Burns Flashcards
Immediate management of of superficial burns
- ABCDE
- Superficial epidermal = analgesia, emollients
- Partial thicknes (superficial dermal) = cleanse, leave blister intact, non-adherent dressing, avoid topical creams, review in 24 hrs
Immediate manageent of burns caused by heart
- Within 20 minutes of the injury irrigate the burn with cool (not iced) water for between 10 and 30 minutes.
- Cover the burn using cling film, layered, rather than wrapped around a limb
How is the extent of a burn assessed ?
Wallace’s rule of NINES
Explain wallace’s rule of nine’s
- Head + neck = 9%
- Each arm = 9%
- Each anterior part of leg = 9%
- Each posterior part of leg = 9%
- Anterior chest = 9%
- Posterior chest = 9%
- Anterior abdomen = 9%
- Posterior abdomen = 9%
Appearace of superficial epidermal burns
FIRST degree
Red and painful, dry, no blisters
Appearance of partial thickness burn - Superficial dermal
- Second degree
- Pale pink, painful, blistered. Slow capillary refill
Appearance of partial thickness (deep dermal) burn
- Second degree
- Typically white but may have patches of non-blanching erythema.
- Reduced sensation, painful to deep pressure
Appearance of full thickness burn
- Third degree
- White (‘waxy’)/brown (‘leathery’)/black in colour, no blisters, no pain
5 reasons for secondary referral with burns
- All deep dermal and full-thickness burns.
- Superficial dermal burns of more than 3% TBSA in adults, or more than 2% TBSA in children
- Superficial dermal burns involving the face, hands, feet, perineum, genitalia, or any flexure, or circumferential burns of the limbs, torso, or neck
- Any inhalation injury
- Any electrical or chemical burn injury
- Suspicion of non-accidental injury
Stepwise appraoch to more severe burns
- AIRWAY
- IV fluids (children >10% surface area, adults >15%)
- Catheter
- Analgesia
How are the fluids required for burns calculated
PARKLAND FORMULA
- Volume of fluid = total body surface area of the burn % x weight (Kg) x4.

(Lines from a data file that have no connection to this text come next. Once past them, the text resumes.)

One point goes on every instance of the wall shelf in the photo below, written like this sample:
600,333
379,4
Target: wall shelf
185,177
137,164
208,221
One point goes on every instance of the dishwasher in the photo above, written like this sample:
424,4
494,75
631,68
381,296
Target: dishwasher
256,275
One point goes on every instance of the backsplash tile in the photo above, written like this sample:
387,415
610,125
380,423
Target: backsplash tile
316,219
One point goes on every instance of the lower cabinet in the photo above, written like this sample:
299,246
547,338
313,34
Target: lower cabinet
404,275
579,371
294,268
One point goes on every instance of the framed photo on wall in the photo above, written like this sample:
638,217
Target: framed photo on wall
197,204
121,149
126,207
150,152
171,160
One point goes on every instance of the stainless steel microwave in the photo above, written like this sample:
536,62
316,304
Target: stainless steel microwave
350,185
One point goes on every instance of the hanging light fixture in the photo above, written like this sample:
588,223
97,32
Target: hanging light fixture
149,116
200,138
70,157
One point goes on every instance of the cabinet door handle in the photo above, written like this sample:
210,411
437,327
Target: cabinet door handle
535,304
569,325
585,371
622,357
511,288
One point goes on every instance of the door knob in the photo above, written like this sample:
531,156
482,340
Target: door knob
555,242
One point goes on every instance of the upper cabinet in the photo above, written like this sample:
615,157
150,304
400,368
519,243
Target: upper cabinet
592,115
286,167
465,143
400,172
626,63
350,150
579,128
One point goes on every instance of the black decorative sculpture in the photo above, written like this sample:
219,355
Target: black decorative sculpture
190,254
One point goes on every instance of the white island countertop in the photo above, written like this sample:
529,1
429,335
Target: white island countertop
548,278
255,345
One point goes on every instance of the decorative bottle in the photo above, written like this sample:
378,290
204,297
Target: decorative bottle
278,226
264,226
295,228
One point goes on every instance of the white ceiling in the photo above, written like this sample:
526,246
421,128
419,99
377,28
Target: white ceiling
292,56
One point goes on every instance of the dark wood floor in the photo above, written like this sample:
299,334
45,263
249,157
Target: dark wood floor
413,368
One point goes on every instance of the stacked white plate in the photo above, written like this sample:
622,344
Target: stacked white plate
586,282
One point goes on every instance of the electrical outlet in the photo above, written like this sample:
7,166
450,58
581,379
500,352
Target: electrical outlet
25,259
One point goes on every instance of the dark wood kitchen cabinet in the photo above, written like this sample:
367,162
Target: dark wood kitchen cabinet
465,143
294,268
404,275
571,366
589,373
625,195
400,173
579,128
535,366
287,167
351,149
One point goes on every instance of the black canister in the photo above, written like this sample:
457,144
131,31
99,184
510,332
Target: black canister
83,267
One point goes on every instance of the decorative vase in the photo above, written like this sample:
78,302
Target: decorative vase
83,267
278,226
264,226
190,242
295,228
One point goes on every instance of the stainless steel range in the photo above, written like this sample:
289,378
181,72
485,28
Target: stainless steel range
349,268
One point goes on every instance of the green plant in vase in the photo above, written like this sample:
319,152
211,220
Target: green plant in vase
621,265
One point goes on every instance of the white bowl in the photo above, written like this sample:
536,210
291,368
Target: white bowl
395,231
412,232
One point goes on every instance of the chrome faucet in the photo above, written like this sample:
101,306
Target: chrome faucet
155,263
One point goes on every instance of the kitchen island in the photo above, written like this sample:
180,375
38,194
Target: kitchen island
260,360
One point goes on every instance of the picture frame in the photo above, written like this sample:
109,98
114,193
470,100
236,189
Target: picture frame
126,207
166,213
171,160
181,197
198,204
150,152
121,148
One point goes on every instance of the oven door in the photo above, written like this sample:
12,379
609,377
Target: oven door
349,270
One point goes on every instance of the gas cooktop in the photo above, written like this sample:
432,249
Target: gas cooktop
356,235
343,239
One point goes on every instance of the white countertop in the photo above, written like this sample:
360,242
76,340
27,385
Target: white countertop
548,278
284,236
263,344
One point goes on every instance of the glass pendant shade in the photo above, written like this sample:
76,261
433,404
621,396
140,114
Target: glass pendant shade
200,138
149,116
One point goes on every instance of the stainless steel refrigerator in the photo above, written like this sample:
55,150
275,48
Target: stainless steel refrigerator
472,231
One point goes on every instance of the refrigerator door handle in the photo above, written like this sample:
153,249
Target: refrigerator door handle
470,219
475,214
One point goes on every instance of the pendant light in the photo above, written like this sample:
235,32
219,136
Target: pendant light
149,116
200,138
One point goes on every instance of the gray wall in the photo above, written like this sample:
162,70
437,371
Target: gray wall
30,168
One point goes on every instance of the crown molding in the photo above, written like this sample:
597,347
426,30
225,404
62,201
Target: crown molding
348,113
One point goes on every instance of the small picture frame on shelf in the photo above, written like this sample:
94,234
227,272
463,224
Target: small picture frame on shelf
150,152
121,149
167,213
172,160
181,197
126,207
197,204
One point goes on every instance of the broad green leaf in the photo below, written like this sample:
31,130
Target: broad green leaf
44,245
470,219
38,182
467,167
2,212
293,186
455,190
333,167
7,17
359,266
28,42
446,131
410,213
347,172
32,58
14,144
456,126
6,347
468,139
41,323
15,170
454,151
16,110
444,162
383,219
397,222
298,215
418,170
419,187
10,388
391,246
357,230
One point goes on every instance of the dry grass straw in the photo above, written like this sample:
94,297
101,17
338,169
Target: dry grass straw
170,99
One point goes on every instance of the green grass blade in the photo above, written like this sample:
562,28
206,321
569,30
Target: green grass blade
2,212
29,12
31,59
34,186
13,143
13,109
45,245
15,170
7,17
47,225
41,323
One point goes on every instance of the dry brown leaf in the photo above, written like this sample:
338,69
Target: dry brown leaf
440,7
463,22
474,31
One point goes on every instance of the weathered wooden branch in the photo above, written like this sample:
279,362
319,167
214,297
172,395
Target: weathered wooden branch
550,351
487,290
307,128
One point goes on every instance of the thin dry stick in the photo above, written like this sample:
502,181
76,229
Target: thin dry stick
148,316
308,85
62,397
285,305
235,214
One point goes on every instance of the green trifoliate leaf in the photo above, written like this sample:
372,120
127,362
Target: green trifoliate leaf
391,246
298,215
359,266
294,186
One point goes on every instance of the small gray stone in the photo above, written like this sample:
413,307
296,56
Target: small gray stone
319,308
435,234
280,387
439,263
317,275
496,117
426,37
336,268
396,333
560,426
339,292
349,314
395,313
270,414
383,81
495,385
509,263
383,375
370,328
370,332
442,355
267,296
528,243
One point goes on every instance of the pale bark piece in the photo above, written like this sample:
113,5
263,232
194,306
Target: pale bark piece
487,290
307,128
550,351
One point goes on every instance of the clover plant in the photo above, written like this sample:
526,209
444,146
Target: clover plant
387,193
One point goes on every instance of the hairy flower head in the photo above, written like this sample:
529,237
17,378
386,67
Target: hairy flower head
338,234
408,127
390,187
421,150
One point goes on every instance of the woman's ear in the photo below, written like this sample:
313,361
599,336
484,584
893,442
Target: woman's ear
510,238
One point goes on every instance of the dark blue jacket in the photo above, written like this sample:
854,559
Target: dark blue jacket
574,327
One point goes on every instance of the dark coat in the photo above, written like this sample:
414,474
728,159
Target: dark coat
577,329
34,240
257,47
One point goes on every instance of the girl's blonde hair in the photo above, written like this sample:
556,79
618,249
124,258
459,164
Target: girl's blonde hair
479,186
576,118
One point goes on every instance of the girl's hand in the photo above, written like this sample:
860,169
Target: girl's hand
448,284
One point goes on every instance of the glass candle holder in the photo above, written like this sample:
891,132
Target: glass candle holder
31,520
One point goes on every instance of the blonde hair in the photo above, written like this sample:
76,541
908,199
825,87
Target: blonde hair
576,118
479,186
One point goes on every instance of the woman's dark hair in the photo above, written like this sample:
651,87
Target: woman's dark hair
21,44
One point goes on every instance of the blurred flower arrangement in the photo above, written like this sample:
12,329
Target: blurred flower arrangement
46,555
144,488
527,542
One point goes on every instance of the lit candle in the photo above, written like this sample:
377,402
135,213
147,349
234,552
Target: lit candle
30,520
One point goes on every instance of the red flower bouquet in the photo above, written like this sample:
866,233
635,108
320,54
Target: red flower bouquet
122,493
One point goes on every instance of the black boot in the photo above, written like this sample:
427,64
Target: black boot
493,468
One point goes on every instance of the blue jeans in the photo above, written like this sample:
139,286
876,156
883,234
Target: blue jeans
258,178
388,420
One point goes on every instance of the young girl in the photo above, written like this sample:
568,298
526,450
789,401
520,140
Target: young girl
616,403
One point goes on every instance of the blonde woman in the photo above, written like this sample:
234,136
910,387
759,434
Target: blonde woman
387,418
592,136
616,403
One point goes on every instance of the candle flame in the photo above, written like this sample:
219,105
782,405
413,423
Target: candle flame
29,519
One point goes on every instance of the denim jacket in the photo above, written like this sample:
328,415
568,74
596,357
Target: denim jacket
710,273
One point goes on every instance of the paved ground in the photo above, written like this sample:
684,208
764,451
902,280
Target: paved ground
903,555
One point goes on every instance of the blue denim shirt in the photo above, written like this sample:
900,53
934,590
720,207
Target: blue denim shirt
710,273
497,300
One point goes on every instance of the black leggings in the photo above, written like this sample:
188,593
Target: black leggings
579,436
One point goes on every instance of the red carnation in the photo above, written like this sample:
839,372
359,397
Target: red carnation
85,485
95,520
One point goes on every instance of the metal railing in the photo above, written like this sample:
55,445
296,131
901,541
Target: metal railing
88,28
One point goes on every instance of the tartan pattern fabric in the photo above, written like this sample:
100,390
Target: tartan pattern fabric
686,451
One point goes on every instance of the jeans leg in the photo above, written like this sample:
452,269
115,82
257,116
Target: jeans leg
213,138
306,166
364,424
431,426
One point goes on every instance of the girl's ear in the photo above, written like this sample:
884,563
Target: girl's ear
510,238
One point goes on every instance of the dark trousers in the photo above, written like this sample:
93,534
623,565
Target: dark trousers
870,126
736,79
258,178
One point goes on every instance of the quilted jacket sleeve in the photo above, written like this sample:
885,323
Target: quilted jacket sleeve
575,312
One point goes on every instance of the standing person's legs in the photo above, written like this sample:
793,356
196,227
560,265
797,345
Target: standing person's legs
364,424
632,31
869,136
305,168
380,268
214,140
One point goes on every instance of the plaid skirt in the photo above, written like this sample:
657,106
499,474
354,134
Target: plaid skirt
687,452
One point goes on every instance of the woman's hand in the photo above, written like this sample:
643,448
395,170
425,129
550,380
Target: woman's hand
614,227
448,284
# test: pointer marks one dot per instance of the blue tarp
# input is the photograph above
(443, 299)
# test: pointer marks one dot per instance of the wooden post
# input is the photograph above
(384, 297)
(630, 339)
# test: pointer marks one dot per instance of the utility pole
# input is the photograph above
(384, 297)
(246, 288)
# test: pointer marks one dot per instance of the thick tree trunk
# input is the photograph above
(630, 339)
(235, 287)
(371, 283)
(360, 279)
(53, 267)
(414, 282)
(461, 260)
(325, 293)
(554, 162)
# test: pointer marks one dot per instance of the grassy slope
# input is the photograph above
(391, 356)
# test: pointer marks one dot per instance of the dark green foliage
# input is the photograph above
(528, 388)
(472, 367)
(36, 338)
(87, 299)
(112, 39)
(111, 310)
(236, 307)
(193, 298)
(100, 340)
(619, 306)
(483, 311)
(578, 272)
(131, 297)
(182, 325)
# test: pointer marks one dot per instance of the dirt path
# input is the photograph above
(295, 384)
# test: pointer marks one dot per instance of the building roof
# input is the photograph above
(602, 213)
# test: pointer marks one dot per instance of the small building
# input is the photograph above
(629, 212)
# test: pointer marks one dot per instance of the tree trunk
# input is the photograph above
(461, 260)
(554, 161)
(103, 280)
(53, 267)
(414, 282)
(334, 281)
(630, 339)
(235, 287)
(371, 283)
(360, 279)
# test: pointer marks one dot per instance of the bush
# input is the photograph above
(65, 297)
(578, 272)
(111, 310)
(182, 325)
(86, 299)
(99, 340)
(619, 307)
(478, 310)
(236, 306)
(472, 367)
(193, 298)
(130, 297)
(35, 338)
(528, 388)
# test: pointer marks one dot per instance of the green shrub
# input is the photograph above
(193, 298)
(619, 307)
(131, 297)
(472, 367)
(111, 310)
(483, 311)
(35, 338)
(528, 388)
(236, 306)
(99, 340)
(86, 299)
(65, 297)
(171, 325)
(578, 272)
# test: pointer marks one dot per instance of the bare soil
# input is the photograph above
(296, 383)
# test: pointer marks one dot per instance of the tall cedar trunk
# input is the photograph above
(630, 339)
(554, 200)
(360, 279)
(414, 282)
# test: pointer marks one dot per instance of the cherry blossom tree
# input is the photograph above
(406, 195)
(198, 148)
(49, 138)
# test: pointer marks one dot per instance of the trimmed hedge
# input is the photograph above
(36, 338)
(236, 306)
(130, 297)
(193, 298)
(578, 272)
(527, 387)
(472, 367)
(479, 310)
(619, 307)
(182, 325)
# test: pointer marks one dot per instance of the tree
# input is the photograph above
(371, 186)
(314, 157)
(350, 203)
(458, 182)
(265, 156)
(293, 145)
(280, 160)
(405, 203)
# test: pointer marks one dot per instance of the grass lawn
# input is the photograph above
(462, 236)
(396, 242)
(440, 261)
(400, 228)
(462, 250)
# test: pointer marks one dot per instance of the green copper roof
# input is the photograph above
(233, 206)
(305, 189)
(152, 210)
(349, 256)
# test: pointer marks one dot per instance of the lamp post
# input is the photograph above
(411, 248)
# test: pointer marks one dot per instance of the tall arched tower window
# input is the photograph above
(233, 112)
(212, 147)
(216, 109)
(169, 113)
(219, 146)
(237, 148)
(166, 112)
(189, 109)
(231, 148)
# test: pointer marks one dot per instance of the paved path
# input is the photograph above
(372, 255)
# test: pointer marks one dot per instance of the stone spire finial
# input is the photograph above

- Half of the fluid is administered in the first 8 hours.
who should be transferrred to burns unit
- Complex burns, burns involving the hand perineum and face and burns >10% in adults and >5% in children should be transferred to a burns unit.
when is an escharotomy considered
- Indicated in circumferential full thickness burns to the torso or limbs.
- Careful division of the encasing band of burn tissue will potentially improve ventilation (if the burn involves the torso), or relieve compartment syndrome and oedema (where a limb is involved)
Signs of potential smoke inhalation
Productive cough
SOB
Wheezing
effect of carbon monoxide onoxygen dissociation curve
- Shifts it to the LEFT
- Greater affinity for oxygen
- Hb holds the oxygen and less is released to the tissues.